Mendengar teriakan Naninu memanggil-manggil Atmo Garing, akhirnya Atmo Garing memasuki ruangan tersebut. Namun, Atmo Garing tidak hendak mendekati Naninu untuk memperbaikinya, melainkan ia hanya berbicara menjelaskan apa yang sebenarnya terjadi. Lewat dialog yang singkat, Atmo Garing menjelaskan bahwa Naninu adalah mahakaryanya yang amat sempurna, sampai ia kadang lupa kalau Naninu itu hanyalah robot. Atmo Garing pun menjelaskan bahwa ia sebenarnya ingin memusnahkan Naninu begitu ia tahu Naninu dicalonkan sebagai Presiden. Kekhawatirannya adalah bagaimana bisa sebuah Negara dipimpin oleh robot yang tidak bisa perduli pada banyak hal dan tidak bisa menggunakan perasaan sebagai salah satu pijakan dalam bertindak.

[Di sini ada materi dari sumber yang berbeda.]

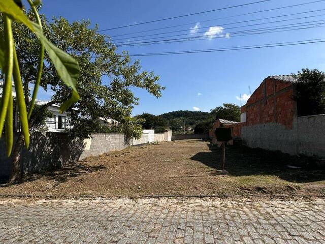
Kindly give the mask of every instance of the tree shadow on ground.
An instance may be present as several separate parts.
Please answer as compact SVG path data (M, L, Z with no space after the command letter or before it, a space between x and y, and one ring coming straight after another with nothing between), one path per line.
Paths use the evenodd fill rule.
M199 152L191 159L222 170L221 148L209 143L208 145L210 151ZM233 176L275 175L296 182L325 180L325 170L318 166L317 159L241 145L226 146L225 154L225 169ZM287 165L301 168L290 168Z
M106 167L103 165L88 166L81 163L72 163L66 165L64 168L52 171L44 171L36 174L27 174L24 176L22 182L32 181L43 177L46 179L55 180L58 184L63 183L72 178L90 174L93 172L102 170Z

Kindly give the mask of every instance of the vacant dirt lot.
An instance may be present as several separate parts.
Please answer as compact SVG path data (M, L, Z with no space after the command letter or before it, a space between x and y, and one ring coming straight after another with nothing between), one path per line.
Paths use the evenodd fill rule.
M50 173L26 176L0 188L0 194L53 197L270 197L325 195L325 172L291 169L306 159L245 147L227 146L221 174L221 150L210 142L188 140L126 148L89 158Z

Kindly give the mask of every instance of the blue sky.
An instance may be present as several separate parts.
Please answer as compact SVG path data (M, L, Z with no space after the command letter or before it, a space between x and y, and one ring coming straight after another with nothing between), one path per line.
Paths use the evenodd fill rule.
M205 38L196 41L136 47L125 46L123 49L119 48L119 50L126 50L130 54L207 49L325 38L325 28L322 25L321 27L307 29L237 37L231 34L232 32L239 30L270 27L286 24L316 20L324 20L325 22L325 15L256 26L228 29L250 24L325 14L325 11L241 24L225 24L325 9L325 2L243 16L228 17L210 22L202 22L211 19L226 17L312 1L272 0L245 7L109 30L103 33L109 36L128 34L115 38L121 38L186 29L187 30L186 32L162 36L179 33L191 34L191 35L193 36L204 35L196 33L199 30L196 29L196 25L197 27L211 26L214 27L211 29L200 29L199 31L210 30L211 32L208 33L210 35L209 36L219 37L213 39ZM100 29L102 29L256 1L43 0L44 6L41 12L48 17L61 16L70 21L89 19L92 23L98 23ZM129 34L191 22L196 23L150 33ZM231 34L226 35L227 33ZM176 38L181 37L182 37ZM130 41L145 38L149 37L131 39ZM114 38L112 39L114 42ZM127 40L125 41L127 41ZM136 58L133 58L134 59ZM140 98L140 103L134 108L134 114L143 112L159 114L178 110L194 111L199 109L209 111L211 108L220 106L223 103L233 103L240 105L240 101L236 96L239 97L241 94L249 95L250 92L248 86L250 86L253 92L263 79L269 75L289 74L305 67L324 70L325 43L214 53L140 57L137 58L140 59L144 69L152 70L160 76L159 82L166 86L166 89L162 92L162 97L159 99L153 97L145 91L135 89L136 95ZM48 99L49 96L48 94L41 92L39 98Z

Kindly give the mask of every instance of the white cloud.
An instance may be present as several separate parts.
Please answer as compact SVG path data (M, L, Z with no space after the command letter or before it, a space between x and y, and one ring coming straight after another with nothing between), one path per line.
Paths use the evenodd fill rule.
M244 102L246 103L249 99L249 98L250 98L250 95L248 95L244 93L242 95L241 100L242 102ZM237 99L237 100L240 101L240 97L238 97L238 96L236 96L236 98Z
M200 22L198 22L198 23L196 23L196 24L194 27L191 27L189 28L189 33L191 34L194 34L196 33L197 32L198 32L198 29L199 29L199 28L200 28L200 27L201 27L201 26L200 24Z
M220 35L223 32L223 27L221 26L212 26L209 28L209 30L204 33L204 36L206 36L209 39L211 39L218 35Z

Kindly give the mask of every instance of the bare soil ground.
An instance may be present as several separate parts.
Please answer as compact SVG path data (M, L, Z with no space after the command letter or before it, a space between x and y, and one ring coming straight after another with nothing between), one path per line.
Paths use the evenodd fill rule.
M222 152L210 142L160 142L88 158L51 172L25 176L21 184L0 187L0 194L42 197L137 197L157 195L325 196L325 171L291 169L308 159L239 146Z

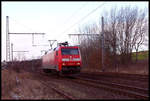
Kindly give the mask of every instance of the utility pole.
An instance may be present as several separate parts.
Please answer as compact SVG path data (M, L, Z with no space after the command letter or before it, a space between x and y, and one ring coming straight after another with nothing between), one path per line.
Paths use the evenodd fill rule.
M10 60L9 17L6 16L6 61Z
M97 34L97 33L89 33L89 34L68 34L68 36L69 37L71 37L71 36L77 36L78 37L78 43L80 43L79 42L79 37L80 36L82 36L82 37L84 37L84 36L95 36L95 37L99 37L99 34Z
M11 43L11 56L12 56L12 57L11 57L11 58L12 58L11 60L13 61L13 43Z
M102 16L102 71L105 71L104 62L105 62L105 36L104 36L104 18Z

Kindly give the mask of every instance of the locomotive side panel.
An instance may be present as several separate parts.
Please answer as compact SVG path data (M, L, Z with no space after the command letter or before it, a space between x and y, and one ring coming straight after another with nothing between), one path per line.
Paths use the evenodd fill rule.
M42 57L43 69L55 69L55 51L50 52Z

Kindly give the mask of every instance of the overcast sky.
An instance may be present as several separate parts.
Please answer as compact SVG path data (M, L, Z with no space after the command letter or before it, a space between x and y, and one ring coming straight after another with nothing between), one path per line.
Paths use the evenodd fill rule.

Dari dua adegan tersebut, Bram Gerung lewat Dramanya “Solilokui Naninu”, semakin mempertegas pandangannya tentang kondisi manusia-manusia pada saat ini. Dari dua adegan tersebut, kita juga dapat membayangkan bagaimana jadinya jika sebuah Negara, atau lebih kecilnya sebuah kota mungkin, dipimpin oleh manusia yang sama sekali tidak punya keperdulian terhadap apapun, selain dirinya, selain itu, ia tidak melibatkan perasaannya dalam setiap ucapan dan tindakannya. Bagaimana bisa masyarakat dipimpin oleh manusia semacam itu?  
Terkadang kita perlu ruang tersendiri untuk memahami keberadaan kita sebagai manusia. Dalam kesendirian, manusia cenderung akan lebih memahami hakikat dirinya dan hakikat hidupnya. Manusia dalam hidupnya harus mampu mengatur dirinya agar tetap seimbang dalam menggunakan pikiran dan perasaannya. Karena manusia yang lebih dominan mempergunakan pikirannya tanpa melibatkan perasaannya dalam setiap tindakannya, bagaikan robot berwujud manusia.